Aguilera stiffened and his face reddened. "Why not me, Subcommandant?"



"You are injured," Aille said, "and your specialty is the refit of ground assault vehicles. I want you to stay here in the refit facility and make sure preparation and deployment are proceeding as ordered. You have my authority to make whatever changes are needed. Speak to Nath. She will provide you with the necessary assistance."



Tamt's ears waggled with shamed-distress. "I am Caitlin Stockwell's bodyguard," she said. "She will be in great danger facing our most deadly enemies. Should you not take me?"



"If one bodyguard, however excellent, could stand between one human and the Ekhat, we would not need armies and fleets here," Aille said. "I wish you and Wrot to go instead with Aguilera and help Nath to swell his prestige. There are some here who will be distressed that a human has been given such authority."



Kralik cleared his throat. His hands were clasped behind his back and his carriage stiff. "Miss Stockwell is injured, sir."



"But not badly," Aille said. "I want Tully and Caitlin to see for themselves what we face. They both have important contacts here on Terra. So, if they see and believe, then it will be easier for those others as well. Most on this world will be required to fight without seeing. It is necessary someone they trust sees first for them."



"I don't understand," Tully said. "Caitlin is important because of her father, but I'm nobody."



"Of the many things you are," Aille said, "that is not one of them. I think it is more important for you to go than anyone else.

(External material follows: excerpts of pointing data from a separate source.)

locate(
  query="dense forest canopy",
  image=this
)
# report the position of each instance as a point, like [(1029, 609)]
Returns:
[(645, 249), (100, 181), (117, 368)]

You are a part—whatever the details, which I have never asked—of what humans on this world call the 'Resistance.' Indeed, you have been demonstrating its philosophy and arguments for my education every day since I first encountered you."



"Does vithrik not demand that you see for yourself?" Yaut demanded, his ears and whiskers stiff with impugned-honor. "If you believe we Jao are distorting the truth about the threat imposed by the Ekhat, here is your chance to test it."



"I do want to know the truth," Tully said. "We all do."



Aille turned to Yaut. "Summon Caitlin Stockwell. We leave as soon as the ship is ready."



The blood thrummed in his ears. Few of his kind had ever stood whisker to whisker with an Ekhat and lived to tell about it. They were notoriously unpredictable and given to actions that made no sense to ordinary sentient beings. He had much to do before leaving, files to review, protocol to absorb, preparations back here on Terra to direct.



An entire world to save. In the end, it was for this that Pluthrak had shaped him, not quarrels with the Narvo.

* * *



Tully preceded Aille and Yaut out of the command center and onto what humans would have called a "parking lot," as inappropriate as the term was here. Jao construction was all irregular curves, like everything of Jao origin, and lacked even a level surface to walk on. When Tully looked at the "pavement" closely, he could see slim flickers of green and blue deep inside, like fish darting in the black depths of some alien ocean.



The two Jao, bent over the fraghta's comboard, stopped at the edge to wait for the groundcars and ignored him. They seemed to be reviewing downloaded files from their database on the Ekhat, making last minute comparisons and notes.



He still couldn't get over it—the Ekhat were actually coming. It seemed these reputedly monstrous alien aggressors were not just a fiction, used by the Jao to compel obedience, much like a human parent invoked the bogeyman to send fractious children to bed. But there was no way this could be a pretense.Sweat rolled down his temples and pooled between his shoulders as the two Jao consulted. The late afternoon heat was intense, but, as always, it didn't affect them. If their concern was an act, he thought, it was a damn good one, and in all his time masquerading as a jinau, he had never known Jao to be any kind of actors, good or bad. What they felt was always written all over them, if one knew how to read their body language.



He certainly wasn't as accomplished as Caitlin Stockwell, but he could interpret well enough now to get the gist of what was going on. Aille, Yaut, Wrot, and Tamt were definitely worried. Before she'd been dispatched back to Aille's rooms to fetch Caitlin, the curve of Tamt's spine had even suggested fear. But then, Tamt seemed a simple soul, who saw things in bright, unalloyed colors and reacted accordingly.